The rising labor costs have made it more costly and difficult to treat patients, said Erik Swanson, senior vice president of data and analytics at Kaufman Hall.

“Skyrocketing labor costs, decreasing patient volume and lower revenues create a perfect storm for steep declines in profit margins,” Swanson said in a statement. “Hospitals now face a number of pressures to attract and retain affordable clinical staff, maintain patient safety, deliver quality services and increase their efficiency.”

Hospitals have been dealing with negative operating margins for the past three months, Kaufman Hall has reported. Median operating margins, including federal CARES funding, fell from 5.6% in December 2021 to -1.4% in March 2022, according to the new report.

Health systems suffered a brutal start to the year with record COVID-19 hospitalizations, which only added to staffing shortages. Hospitals also had to postpone non-urgent procedures due to the surge of patients with the Omicron variant, and some patients delayed care, so hospitals saw less revenue.

Healthcare leaders have said they have dealt with severe shortages of personnel, including nurses. They’ve also complained that nurses have left hospital staff jobs for more lucrative positions as travel nurses.

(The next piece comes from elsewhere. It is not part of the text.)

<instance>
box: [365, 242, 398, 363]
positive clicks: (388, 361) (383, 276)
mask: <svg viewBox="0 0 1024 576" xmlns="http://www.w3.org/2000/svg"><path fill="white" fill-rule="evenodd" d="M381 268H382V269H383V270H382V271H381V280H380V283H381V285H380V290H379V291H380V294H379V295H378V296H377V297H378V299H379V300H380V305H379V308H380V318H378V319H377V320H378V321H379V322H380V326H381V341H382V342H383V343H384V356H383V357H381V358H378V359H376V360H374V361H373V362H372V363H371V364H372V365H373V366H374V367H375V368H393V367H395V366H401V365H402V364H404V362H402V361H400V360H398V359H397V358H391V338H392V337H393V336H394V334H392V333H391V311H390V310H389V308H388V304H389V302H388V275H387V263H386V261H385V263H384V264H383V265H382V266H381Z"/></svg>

Nurses have countered that they aren’t adequately supported or paid by hospitals and said nurses wouldn’t be leaving in droves if health systems were treating them well.

Hospitals across the country have struggled with higher labor costs, but the largest increases were in the South and West (43% and 42%, respectively), according to the Kaufman Hall report.

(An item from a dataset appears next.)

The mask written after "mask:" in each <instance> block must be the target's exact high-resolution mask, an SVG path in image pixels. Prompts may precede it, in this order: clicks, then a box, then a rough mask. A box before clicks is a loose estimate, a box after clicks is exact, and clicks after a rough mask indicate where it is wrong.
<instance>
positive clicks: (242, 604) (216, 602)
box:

The West and Northeast/Mid-Atlantic regions had the highest labor expenses, with the median labor cost per adjusted discharge surpassing $7,000.

Labor now accounts for 49% of the total expenses of hospitals, up from 46% three years ago, according to the report.

Hospital leaders are going to have to continue to plan for higher labor costs. Leaders must devise strategies to recruit new workers and to retain the valuable employees they can’t afford to lose, the Kaufman Hall report stated.

“Healthcare executives will need to bring their most flexible attitudes and their most creative thinking to a challenge of great dimension and even greater complexity,” the report stated.

Roughly one in five healthcare employees have left their jobs since the pandemic began, according to Morning Consult. As many as 40% of nurses - and one out of five doctors - have said they plan to walk away in the next two years.

A U.S. Health and Human Services Department report released last week shed more light on the difficulties hospitals have faced during the pandemic. In January, about one in five hospitals (22%) reported critical staffing shortages.

Some hospitals, including rural hospitals, are facing perilous financial challenges, the report stated.

At the HIMSS Global Health Conference in March, Diane Swonk, chief economist of Grant Thornton, said some hospitals were on the cusp of shutting their doors.

“We’re about to see a lot of hospitals close,” Swonk said.